🤖 AI Summary
In enterprise multi-privilege settings, fine-tuning LLMs on isolated data risks violating access control due to cross-permission leakage from training data. This work proposes the Permissioned LLM paradigm, which dynamically enforces organization-level access policies at the response generation layer to guarantee strict adherence to user permission boundaries. We introduce the first formal verification framework for “relevant responses,” defining a quantifiable “access advantage” metric to rigorously assess policy compliance. Further, we design three verifiable access control mechanisms based on Parameter-Efficient Fine-Tuning (PEFT). Extensive evaluation across GPQA, RCV1, SimpleQA, and WMDP validates efficacy. We further propose two novel metrics—the Domain Distinguishability Index (DDI) and Utility Gap Index (UGI)—to reliably quantify the trade-off between access control strength and model utility.
📝 Abstract
In enterprise settings, organizational data is segregated, siloed and carefully protected by elaborate access control frameworks. These access control structures can completely break down if an LLM fine-tuned on the siloed data serves requests, for downstream tasks, from individuals with disparate access privileges.
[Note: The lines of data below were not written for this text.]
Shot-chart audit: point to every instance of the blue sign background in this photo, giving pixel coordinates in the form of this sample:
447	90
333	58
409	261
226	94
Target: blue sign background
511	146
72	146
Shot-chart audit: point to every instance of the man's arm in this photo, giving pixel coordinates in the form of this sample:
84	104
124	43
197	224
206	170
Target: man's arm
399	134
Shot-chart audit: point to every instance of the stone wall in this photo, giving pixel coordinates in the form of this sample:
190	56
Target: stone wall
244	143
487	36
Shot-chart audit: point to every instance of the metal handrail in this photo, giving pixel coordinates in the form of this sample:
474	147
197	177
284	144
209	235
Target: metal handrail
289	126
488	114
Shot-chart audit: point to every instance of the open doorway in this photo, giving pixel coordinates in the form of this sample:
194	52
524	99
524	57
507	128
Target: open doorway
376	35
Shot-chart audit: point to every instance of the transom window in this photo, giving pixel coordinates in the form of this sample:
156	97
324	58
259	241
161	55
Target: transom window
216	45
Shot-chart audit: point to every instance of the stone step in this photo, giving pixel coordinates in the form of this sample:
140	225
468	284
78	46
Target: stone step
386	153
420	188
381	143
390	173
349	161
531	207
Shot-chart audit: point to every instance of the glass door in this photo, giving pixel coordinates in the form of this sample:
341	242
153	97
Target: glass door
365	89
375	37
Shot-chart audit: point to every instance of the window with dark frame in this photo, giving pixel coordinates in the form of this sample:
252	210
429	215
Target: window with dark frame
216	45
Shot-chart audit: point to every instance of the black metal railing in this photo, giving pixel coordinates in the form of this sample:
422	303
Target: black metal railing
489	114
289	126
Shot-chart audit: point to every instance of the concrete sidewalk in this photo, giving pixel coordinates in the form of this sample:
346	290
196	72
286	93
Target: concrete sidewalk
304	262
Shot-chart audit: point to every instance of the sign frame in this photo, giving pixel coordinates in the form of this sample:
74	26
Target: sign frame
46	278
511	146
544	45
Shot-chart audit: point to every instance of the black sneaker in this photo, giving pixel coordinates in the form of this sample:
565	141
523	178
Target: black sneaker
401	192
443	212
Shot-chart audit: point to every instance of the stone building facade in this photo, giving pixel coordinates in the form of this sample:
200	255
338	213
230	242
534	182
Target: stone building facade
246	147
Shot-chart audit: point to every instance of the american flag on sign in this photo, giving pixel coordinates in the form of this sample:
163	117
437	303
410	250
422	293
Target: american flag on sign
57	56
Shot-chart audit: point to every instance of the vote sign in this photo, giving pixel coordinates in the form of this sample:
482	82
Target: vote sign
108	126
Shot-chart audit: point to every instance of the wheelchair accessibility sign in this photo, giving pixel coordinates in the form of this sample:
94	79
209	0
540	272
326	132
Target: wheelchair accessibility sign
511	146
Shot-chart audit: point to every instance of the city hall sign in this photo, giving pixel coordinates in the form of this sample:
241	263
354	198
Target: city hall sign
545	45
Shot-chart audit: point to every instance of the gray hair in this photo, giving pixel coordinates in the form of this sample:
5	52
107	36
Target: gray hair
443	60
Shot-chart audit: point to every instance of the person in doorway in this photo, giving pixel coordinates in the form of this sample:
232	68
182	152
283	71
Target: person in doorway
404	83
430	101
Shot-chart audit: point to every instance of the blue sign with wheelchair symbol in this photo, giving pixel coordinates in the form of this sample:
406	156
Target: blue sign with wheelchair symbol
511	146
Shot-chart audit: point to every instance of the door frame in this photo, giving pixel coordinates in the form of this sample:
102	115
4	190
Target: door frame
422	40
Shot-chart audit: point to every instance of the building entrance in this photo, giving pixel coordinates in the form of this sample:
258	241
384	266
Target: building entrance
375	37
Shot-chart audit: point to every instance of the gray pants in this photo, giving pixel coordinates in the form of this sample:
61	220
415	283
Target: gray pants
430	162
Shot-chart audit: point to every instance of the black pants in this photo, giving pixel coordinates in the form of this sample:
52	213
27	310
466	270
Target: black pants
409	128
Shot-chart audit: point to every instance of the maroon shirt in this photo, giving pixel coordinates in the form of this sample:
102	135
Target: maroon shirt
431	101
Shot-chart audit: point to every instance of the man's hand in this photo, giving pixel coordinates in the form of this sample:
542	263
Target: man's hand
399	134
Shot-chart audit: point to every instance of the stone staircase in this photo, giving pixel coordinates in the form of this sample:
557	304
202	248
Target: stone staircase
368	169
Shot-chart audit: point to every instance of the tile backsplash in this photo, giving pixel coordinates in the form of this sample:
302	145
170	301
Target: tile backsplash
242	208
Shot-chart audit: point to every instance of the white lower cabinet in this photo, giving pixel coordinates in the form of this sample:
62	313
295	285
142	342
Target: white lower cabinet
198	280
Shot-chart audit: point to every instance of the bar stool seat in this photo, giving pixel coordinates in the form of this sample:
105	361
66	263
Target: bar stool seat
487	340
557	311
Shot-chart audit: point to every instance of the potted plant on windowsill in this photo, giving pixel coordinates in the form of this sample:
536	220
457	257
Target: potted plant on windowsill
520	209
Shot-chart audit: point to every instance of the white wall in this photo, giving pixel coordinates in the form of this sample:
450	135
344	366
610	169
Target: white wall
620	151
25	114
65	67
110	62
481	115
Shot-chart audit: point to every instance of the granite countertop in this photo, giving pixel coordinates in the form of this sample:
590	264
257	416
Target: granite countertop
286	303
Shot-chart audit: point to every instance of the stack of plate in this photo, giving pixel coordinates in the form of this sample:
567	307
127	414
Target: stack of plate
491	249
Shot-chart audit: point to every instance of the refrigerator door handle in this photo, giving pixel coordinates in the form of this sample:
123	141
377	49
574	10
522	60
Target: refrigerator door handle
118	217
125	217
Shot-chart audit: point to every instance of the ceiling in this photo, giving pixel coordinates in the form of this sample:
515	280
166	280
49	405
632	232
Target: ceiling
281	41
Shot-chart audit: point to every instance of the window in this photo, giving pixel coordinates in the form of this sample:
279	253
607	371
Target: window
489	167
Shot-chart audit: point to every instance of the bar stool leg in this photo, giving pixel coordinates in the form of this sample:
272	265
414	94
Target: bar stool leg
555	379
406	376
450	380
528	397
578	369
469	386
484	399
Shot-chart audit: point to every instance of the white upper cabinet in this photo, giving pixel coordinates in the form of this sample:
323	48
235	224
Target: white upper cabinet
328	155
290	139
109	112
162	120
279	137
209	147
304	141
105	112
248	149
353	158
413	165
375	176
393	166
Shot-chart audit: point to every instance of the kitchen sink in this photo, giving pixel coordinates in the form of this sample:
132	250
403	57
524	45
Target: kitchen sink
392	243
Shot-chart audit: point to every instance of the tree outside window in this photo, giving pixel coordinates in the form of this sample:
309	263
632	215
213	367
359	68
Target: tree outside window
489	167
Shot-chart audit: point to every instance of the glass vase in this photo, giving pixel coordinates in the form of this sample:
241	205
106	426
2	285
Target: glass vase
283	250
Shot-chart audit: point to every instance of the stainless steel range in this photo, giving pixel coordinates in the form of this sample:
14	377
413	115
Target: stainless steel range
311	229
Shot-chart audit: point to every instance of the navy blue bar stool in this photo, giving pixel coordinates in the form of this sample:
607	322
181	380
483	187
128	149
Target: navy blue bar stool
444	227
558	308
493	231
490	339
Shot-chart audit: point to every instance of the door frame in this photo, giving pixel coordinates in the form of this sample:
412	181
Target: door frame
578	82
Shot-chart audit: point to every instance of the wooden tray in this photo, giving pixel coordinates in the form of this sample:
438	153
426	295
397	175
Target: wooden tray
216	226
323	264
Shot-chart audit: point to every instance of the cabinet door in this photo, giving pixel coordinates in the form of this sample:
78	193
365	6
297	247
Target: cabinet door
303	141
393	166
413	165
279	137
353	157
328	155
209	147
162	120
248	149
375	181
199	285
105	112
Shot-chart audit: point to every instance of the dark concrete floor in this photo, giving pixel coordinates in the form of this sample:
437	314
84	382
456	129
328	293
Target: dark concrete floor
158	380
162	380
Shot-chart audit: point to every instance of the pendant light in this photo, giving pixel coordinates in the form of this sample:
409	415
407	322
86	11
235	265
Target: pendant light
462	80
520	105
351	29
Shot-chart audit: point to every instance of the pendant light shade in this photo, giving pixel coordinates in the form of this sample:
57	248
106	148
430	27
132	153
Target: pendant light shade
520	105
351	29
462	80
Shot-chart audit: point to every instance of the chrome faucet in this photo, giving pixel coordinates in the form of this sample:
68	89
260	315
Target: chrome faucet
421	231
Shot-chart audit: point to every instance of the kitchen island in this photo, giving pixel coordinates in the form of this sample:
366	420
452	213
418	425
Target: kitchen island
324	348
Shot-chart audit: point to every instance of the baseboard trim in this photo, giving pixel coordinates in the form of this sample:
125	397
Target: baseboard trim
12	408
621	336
We propose Permissioned LLMs (PermLLM), a new class of LLMs that superimpose the organizational data access control structures on query responses they generate. We formalize abstractions underpinning the means to determine whether access control enforcement happens correctly over LLM query responses. Our formalism introduces the notion of a relevant response that can be used to prove whether a PermLLM mechanism has been implemented correctly. We also introduce a novel metric, called access advantage, to empirically evaluate the efficacy of a PermLLM mechanism. We introduce three novel PermLLM mechanisms that build on Parameter Efficient Fine-Tuning to achieve the desired access control. We furthermore present two instantiations of access advantage--(i) Domain Distinguishability Index (DDI) based on Membership Inference Attacks, and (ii) Utility Gap Index (UGI) based on LLM utility evaluation. We demonstrate the efficacy of our PermLLM mechanisms through extensive experiments on four public datasets (GPQA, RCV1, SimpleQA, and WMDP), in addition to evaluating the validity of DDI and UGI metrics themselves for quantifying access control in LLMs.